Ces images abondent dans Manic, un documentaire poignant signé Kalina Bertin, mais elle les détourne d’une brillante façon, mettant en lumière les failles et les fêlures d’une fratrie marquée au fer rouge par le mensonge, la violence et la maladie mentale. Car dans son quotidien, elle constate à quel point son frère et sa soeur, qui vivent sous le même toit que leur mère, s’enfoncent un peu plus chaque jour dans des délires psychotiques, l’une s’imaginant en contact direct avec les anges, l’autre lançant des couteaux de cuisine pour le plaisir de la chose.

 

Leurs malheurs d’autrefois prendraient-ils leur source dans un passé pas si lointain, celui où George Patrick Dubie, leur père, dominait leur vie, même en son absence ? Son existence donnerait des complexes au héros de Catch Me If You Can : personnage aux identités multiples, géniteur d’au moins quinze enfants de cinq femmes différentes, âme dirigeante d’une secte dans les années 1970, manipulateur de première classe pour se constituer une impressionnante collection de maîtresses, et lui aussi d’une santé mentale fragile, bien que là encore, les théories s’embrouillent autour d’un diagnostic non équivoque.

 

L’héritage génétique, lui, est pourtant bien réel, selon Kalina Bertin, donnant à sa démarche cinématographique une approche thérapeutique, même si elle va bien au-delà des constats larmoyants et des confidences déchirantes.
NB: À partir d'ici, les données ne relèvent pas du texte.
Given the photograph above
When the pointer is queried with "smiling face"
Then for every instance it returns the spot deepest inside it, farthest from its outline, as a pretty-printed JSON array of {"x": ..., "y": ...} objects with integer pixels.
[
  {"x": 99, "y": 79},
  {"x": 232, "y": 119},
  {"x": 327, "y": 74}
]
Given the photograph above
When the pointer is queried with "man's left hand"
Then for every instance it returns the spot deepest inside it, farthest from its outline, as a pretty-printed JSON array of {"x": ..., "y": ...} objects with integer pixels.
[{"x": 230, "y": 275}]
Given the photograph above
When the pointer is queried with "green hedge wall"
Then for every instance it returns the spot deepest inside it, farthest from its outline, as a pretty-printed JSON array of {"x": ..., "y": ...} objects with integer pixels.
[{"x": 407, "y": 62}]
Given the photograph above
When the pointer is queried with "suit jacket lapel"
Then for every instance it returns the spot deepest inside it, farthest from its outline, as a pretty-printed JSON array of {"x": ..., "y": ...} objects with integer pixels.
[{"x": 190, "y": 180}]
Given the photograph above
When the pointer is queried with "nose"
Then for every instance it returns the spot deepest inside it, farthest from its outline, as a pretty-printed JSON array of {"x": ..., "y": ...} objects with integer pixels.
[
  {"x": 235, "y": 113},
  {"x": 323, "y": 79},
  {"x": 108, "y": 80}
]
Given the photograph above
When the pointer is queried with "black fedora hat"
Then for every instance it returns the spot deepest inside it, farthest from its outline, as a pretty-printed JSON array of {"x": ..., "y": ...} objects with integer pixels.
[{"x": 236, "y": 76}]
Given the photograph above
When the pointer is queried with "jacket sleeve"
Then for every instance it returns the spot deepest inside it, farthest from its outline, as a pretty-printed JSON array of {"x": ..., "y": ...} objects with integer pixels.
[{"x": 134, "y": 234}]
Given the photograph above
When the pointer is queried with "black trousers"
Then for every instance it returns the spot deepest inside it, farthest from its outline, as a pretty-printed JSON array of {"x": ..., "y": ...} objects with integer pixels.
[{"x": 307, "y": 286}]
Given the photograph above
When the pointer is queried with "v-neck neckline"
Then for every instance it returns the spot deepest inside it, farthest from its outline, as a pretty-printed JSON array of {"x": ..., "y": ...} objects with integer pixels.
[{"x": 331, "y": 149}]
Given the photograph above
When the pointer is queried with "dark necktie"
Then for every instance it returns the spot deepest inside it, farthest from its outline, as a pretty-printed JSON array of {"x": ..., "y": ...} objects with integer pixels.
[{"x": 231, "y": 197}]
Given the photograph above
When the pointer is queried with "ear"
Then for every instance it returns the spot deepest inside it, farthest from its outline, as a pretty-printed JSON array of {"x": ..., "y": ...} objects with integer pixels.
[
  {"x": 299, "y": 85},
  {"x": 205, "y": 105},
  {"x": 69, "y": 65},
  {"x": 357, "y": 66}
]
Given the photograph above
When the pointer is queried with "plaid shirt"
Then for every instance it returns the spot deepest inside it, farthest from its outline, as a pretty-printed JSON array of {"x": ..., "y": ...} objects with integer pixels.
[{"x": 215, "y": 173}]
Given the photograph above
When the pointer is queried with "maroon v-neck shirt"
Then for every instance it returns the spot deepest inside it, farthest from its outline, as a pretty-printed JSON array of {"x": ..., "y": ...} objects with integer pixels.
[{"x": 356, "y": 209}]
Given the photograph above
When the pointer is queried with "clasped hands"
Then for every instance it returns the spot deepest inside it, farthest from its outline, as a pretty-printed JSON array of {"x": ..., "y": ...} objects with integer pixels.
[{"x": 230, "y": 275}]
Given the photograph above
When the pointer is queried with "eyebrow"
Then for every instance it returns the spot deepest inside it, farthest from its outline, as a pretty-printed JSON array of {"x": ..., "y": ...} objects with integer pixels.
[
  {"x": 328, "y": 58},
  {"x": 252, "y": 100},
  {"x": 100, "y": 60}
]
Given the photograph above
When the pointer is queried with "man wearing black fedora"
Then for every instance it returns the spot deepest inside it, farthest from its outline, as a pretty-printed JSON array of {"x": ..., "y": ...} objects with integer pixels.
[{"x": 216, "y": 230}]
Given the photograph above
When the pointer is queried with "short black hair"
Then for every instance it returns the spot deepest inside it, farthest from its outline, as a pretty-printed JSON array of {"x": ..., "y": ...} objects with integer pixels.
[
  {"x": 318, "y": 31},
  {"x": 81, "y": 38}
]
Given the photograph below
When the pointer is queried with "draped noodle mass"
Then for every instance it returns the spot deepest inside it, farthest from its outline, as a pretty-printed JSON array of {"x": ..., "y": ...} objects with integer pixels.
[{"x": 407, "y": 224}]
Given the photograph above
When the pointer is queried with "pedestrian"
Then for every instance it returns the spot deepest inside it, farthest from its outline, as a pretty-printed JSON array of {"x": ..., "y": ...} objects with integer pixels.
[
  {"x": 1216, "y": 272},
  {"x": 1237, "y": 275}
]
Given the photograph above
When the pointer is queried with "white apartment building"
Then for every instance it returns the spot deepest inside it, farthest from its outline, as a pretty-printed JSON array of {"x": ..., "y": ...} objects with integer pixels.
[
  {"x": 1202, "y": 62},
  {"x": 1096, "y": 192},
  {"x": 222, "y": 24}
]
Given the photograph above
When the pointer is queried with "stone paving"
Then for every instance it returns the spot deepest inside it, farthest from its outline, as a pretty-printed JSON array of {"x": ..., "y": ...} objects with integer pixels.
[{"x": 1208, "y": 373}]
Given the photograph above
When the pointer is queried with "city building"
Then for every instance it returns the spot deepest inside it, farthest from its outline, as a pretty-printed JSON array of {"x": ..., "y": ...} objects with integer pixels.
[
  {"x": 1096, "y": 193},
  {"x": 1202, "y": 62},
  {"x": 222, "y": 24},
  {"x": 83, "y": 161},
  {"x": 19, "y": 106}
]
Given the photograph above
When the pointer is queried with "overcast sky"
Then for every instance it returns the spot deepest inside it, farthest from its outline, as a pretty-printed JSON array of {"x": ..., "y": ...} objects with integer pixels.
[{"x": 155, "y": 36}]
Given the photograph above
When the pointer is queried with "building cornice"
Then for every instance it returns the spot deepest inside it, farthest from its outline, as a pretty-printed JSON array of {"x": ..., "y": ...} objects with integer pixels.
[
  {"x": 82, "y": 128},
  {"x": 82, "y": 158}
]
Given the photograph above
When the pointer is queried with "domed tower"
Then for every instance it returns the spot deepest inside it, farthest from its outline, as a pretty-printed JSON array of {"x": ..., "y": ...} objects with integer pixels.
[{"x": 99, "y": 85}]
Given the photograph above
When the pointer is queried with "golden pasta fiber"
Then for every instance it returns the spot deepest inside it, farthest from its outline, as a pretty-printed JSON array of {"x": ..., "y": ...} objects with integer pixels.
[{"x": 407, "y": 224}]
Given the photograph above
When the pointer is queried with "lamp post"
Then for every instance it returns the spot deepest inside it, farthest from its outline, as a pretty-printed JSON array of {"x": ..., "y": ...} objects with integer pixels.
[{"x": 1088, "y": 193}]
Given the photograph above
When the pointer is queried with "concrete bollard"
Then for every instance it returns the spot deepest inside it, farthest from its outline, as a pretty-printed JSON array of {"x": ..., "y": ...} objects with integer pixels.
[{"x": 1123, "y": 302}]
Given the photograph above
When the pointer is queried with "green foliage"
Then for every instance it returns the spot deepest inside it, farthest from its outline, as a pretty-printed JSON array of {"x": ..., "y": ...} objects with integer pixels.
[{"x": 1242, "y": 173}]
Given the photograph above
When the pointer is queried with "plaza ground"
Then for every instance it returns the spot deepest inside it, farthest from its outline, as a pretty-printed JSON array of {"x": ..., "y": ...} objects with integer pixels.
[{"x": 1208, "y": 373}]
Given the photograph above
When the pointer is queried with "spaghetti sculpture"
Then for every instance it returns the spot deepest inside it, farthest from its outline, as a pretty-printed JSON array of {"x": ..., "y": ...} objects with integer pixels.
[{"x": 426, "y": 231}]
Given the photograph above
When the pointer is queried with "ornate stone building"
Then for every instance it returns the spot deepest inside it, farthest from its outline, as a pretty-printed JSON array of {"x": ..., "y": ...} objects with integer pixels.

Non seulement elle questionne son entourage, souvent hostile devant sa curiosité légitime, mais elle part à la rencontre d’autres femmes qui ont partagé l’existence de son père et d’une de ses demi-soeurs dont le franc-parler témoigne de la profondeur de ses blessures.

 

Qu’elle soit à Hawaï, en Thaïlande ou à Montréal, tout ce que la cinéaste observe porte l’empreinte de cet homme qui sera pris dans les filets de la justice, mais non sans poursuivre un véritable carnage psychologique ; ses enfants, dont plusieurs ignorent son existence, ne seront pas épargnés. Ce fut d’ailleurs le cas pour Kalina Bertin, et ce, pendant plusieurs années, d’où cette recherche frénétique, caméra à l’épaule.

 

Née sur l’île de Montserrat, dans les Antilles, elle a eu une enfance qui semble idyllique, du moins à en juger par la mise en scène orchestrée par son père, qui n’a visiblement pas eu le temps d’effacer toutes ses archives visuelles. Car ici et là apparaissent de rares moments d’impatience entre ses parents, même si ces instants fugaces n’illustrent jamais l’ampleur du drame qui se cache derrière cette carte postale.

 

Manic possède les allures tout à la fois d’un journal intime, d’une chronique familiale, d’une radiographie psychologique et, surtout, d’une formidable enquête policière. D’un bout à l’autre, cette histoire exerce sur nous une grande fascination, chargée de tous ces mystères non résolus.

Manic

★★★★

Documentaire de Kalina Bertin. Québec, 2017, 84 minutes.